The upgrades allow customers to connect to new services and content and increase brand loyalty to the product manufacturer.  If the manufacturer receives a revenue share from the new services and content, then the profits come from that.  If not, making compelling and exciting software upgrades that offer new functionality will inspire consumers to pay for the upgrades.

Another example of the industry steering off course a bit is building connected devices that connect to everything.  Several devices I’ve unboxed recently came with a wall of icons representing all the services the device will connect to.

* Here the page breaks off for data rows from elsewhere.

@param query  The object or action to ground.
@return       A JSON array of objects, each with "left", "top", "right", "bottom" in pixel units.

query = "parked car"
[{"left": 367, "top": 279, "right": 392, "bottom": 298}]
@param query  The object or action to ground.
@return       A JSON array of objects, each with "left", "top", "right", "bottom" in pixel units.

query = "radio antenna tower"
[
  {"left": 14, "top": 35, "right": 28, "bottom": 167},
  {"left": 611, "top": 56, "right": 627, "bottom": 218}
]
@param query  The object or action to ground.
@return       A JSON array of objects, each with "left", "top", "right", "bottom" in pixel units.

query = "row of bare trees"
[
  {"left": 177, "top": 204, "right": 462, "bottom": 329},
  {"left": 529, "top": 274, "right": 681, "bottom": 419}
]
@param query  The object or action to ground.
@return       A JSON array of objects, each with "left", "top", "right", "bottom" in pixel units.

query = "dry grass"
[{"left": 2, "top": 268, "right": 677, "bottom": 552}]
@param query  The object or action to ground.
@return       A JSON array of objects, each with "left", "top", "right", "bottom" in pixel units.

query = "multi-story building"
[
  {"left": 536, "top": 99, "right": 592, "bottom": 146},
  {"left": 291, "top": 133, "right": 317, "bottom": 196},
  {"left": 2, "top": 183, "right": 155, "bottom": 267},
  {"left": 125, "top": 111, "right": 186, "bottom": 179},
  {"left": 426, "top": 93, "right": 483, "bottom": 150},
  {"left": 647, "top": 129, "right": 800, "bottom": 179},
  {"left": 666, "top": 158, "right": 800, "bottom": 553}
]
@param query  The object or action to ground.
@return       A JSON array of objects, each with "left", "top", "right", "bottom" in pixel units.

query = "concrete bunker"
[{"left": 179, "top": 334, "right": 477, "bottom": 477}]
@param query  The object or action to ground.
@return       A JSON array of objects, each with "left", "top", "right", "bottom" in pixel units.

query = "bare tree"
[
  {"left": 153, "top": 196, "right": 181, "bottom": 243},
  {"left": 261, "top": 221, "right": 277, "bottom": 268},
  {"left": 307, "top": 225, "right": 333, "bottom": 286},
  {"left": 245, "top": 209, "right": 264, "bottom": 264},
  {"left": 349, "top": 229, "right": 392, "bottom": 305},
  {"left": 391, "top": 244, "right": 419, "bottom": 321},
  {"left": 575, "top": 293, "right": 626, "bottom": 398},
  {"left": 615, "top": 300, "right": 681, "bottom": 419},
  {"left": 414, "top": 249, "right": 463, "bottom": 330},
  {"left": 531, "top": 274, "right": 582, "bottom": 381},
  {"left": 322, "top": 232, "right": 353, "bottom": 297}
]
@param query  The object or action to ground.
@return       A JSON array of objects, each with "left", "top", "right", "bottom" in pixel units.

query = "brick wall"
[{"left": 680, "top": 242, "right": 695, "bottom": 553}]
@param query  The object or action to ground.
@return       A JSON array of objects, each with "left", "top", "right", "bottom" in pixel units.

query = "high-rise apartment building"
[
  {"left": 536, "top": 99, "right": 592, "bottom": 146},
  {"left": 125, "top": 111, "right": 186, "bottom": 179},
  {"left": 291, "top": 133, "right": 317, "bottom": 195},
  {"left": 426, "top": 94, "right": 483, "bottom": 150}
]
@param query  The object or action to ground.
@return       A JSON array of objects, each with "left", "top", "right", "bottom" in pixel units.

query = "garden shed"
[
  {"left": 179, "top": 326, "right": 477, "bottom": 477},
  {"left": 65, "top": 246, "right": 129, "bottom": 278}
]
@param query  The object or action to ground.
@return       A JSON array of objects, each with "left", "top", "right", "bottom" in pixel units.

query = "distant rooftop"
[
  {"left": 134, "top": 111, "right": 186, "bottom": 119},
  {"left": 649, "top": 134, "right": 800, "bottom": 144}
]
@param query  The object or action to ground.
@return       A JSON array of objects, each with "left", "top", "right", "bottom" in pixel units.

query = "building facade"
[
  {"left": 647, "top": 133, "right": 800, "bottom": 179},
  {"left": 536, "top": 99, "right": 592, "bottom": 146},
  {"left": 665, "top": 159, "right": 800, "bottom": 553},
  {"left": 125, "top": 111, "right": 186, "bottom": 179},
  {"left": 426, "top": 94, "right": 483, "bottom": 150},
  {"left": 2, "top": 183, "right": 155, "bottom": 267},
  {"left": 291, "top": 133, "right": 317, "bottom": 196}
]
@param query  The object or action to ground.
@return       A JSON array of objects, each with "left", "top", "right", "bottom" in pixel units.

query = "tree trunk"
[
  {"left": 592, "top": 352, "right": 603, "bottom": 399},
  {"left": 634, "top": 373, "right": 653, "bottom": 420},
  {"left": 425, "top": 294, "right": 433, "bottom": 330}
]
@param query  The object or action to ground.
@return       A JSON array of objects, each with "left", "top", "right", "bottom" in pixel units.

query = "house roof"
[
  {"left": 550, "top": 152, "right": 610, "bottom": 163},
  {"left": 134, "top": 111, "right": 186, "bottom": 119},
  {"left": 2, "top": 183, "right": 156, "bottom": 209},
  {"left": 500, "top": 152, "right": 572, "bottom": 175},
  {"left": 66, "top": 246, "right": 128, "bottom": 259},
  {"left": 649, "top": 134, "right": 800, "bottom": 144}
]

While allowing the consumer to customise and adapt the product is a marvelous idea, overwhelming a new user with all the things the internet can do is intimidating.  In the case of TVs, traffic, stocks and eBay apps shouldn’t be the first thing the consumer sees.  Rather, TV consumers probably would like apps that help them find and watch their favorite shows.  And while it might be cool that a device can connect to every content website on the planet, it might be better to connect to the big-name content, and then recommend the smaller sites that fit the person’s tastes as the device learns more about the things the person likes.  It may be the case that they end up watching only content from the cats-skateboarding.com, but most consumers watch significantly more content that is highly produced and comes from the media brands they know.

Finally, we must not force the consumer to pay with every mouse click.  Smart companies offer ad-supported or free trials.  LoveFilm gives you two weeks to get hooked.  Spotify asks the user for a few of their favorite bands and creates a custom radio station with occasional ads.

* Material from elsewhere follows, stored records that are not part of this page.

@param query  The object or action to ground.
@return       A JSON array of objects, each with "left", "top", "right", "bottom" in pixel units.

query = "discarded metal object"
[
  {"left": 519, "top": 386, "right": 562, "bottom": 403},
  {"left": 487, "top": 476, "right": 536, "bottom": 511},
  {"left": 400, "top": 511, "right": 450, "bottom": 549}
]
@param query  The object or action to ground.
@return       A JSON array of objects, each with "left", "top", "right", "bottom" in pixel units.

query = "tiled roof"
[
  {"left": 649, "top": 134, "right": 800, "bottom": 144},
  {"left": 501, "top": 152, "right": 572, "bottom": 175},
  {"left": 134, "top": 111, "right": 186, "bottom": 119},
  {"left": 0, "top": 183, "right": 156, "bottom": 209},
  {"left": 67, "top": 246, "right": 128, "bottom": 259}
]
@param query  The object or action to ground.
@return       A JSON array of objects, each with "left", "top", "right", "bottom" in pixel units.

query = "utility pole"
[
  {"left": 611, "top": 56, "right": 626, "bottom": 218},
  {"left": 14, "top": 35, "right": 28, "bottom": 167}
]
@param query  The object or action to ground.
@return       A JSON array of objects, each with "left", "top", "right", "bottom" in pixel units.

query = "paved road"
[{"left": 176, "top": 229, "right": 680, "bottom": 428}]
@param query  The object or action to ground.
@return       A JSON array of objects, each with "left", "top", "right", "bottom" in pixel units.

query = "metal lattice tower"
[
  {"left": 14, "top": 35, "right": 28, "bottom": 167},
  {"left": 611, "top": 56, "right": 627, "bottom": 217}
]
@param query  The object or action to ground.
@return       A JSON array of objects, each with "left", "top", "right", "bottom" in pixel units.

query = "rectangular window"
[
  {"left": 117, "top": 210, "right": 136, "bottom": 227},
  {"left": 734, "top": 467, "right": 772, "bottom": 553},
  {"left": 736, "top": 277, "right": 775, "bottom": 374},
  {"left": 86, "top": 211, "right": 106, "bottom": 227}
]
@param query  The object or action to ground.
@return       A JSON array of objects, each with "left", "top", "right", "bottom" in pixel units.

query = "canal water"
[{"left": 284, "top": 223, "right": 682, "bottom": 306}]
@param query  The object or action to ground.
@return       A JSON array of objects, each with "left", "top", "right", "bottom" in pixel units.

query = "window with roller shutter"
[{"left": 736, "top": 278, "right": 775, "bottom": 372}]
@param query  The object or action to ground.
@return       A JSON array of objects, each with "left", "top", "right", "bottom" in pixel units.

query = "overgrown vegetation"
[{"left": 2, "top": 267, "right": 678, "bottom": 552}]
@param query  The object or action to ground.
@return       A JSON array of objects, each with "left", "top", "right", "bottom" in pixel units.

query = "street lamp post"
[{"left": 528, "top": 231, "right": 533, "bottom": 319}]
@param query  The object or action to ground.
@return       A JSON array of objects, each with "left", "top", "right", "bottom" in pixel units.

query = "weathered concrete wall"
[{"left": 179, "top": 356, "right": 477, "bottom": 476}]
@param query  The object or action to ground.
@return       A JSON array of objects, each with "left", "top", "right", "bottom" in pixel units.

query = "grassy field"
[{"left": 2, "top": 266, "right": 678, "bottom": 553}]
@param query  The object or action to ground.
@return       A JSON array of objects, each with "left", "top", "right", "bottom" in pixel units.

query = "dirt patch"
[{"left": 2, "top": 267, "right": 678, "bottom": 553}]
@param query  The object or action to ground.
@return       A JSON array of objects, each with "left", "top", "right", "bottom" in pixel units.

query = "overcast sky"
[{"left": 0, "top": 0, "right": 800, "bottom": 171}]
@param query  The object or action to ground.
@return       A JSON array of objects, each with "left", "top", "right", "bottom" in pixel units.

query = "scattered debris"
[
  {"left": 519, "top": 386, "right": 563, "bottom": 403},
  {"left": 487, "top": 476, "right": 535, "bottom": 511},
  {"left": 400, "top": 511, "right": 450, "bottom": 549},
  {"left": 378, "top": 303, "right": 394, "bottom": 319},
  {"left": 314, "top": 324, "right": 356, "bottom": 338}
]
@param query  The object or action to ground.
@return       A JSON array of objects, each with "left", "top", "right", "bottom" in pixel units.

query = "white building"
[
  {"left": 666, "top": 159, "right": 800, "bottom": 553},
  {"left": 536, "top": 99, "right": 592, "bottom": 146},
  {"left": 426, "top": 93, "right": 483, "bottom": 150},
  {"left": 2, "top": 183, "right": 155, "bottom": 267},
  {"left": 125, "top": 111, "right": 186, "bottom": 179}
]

I believe that’s a much better introductory experience than paying a dollar for every song you want to hear.  And many studies show that once a consumer is comfortable with digital media, they will pay for it.  The consumer typically only needs a short period to get comfortable with the new paradigms and services.

In many ways, it seems that the consumers are more willing to adopt digital media than some of the CE companies and services that deliver that content.  Already consumer spending and advertising dollars are shifting to online services and the devices that connect them to that content.  Quite simply, the companies that fail to adapt to this massive shift in a way that appeals to consumers will be left behind.  On the contrary, the opportunity for adaptable companies and new innovative companies is mind-boggling.

Richard Bullwinkle is the chief evangelist for Rovi Corporation, creator of entertainment recommendation and discovery technologies like TotalGuide, and producers of massive amounts of metadata for movies, television and music.  Before that he worked on bleeding edge technologies at Macromedia, TiVo, Rio Audio and Mediabolic.